Różnice w zarobkach obu płci zależą od kraju oraz od różnych sektorów biznesu. Im wyższe stanowisko piastuje kobieta, tym większa różnica w zarobkach. Panie zarabiają mniej dlatego, iż:

  • często pracują na pół etatu i przede wszystkim w sektorze publicznym (mniejsze zarobki),
  • nie aplikują one na wyższe stanowiska, mimo posiadania dobrego wykształcenia oraz doświadczenia,
  • blokuje je tzw. „szklany sufit”.

Jak pracodawcy tłumaczą niższe uposażenia płci pięknej? Niższa pensja stanowi rodzaj rekompensaty dla firmy za okres ewentualnego urlopu macierzyńskiego bądź też zwolnień branych na opiekę nad dziećmi. Nierzadko kobiety godzą się na niższe wynagrodzenia, gdyż częściej dotyka je bezrobocie.

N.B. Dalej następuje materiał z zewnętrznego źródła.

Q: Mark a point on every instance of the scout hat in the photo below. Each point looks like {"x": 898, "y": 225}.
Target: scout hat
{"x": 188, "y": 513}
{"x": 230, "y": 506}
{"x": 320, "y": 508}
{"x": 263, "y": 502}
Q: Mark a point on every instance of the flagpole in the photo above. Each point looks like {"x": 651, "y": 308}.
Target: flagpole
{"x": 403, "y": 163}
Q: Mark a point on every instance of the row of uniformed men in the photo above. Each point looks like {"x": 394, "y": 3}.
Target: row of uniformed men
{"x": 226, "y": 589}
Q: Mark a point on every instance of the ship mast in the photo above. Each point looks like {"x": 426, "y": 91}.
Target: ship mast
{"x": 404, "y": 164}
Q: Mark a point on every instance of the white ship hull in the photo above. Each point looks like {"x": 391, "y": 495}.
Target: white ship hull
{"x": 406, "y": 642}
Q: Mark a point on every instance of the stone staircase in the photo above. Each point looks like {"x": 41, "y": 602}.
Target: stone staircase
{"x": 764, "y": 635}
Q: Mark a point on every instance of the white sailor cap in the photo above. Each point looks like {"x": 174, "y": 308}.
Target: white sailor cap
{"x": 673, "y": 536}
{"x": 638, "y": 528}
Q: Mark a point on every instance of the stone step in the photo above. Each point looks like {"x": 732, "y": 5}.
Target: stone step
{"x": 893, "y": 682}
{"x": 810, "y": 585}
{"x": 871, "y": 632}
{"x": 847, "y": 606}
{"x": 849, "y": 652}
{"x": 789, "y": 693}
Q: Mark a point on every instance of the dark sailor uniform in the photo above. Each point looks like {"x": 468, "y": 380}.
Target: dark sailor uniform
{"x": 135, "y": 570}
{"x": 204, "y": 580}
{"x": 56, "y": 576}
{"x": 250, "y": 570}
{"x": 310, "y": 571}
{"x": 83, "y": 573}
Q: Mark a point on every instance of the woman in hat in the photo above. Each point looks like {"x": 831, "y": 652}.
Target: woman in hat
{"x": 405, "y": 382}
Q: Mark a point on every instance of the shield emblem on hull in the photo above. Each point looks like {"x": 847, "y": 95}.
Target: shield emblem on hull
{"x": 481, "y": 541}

Jak wynika z raportu przeprowadzonego w 2010 roku przez firmę Sedlak&Sedlak Ogólnopolskiego Badania Wynagrodzeń średnia płac mężczyzn wyniosła 4 000 PLN, zaś kobiet – 3 000 PLN. W przypadku piastowania wyższych stanowisk mediana jest podobna: kobiety na stanowiskach kierowniczych mogły liczyć na wynagrodzenie równe 4 900 PLN, podczas gdy zarobki mężczyzn sięgały 5 600 PLN. Panie, które pełnią funkcje dyrektorów lub też członków zarządu uzyskały pensję w wysokości 9 000 PLN. Była ona aż o 25% niższa od tej zaobserwowanej u panów (12 000 PLN).

Jak czytamy w raporcie Sedlak&Sedlak, największe dysproporcje procentowe w wysokości pensji w 2010 roku pomiędzy kobietami i mężczyznami występowały wśród osób posiadających wykształcenie podstawowe i zawodowe. Kobiety zarabiały tylko 65% wynagrodzenia otrzymywanego przez mężczyzn. Największa różnica w wartościach uposażeń występowała u osób z wyższym wykształceniem. Panowie z dyplomem zarabiali o 1 490 PLN więcej od pań.

Z danych wynika również, że w 2009 roku wśród 353 prezesów polskich spółek giełdowych tylko 14 było kobietami (niecałe 4%). Panie na kierowniczych stanowiskach zarabiały wówczas o 38,5% mniej od mężczyzn na tym samym stanowisku.

Dyskryminacja dotycząca rozbieżności płac między kobietami a mężczyznami jest prawnie zabroniona (kodeks pracy, konstytucja, prawo UE). Z badań wynika, że większość respondentów wierzy w szybkie działania zrównania płac obu płci dzięki decyzjom UE. Co prawda zmniejsza się bezpośrednia dyskryminacja różnic w wynagrodzeniach kobiet i mężczyzn (dzięki unijnym i krajowym przepisom), lecz dyskryminacja kobiet i brak równości na rynku pracy wciąż istnieją.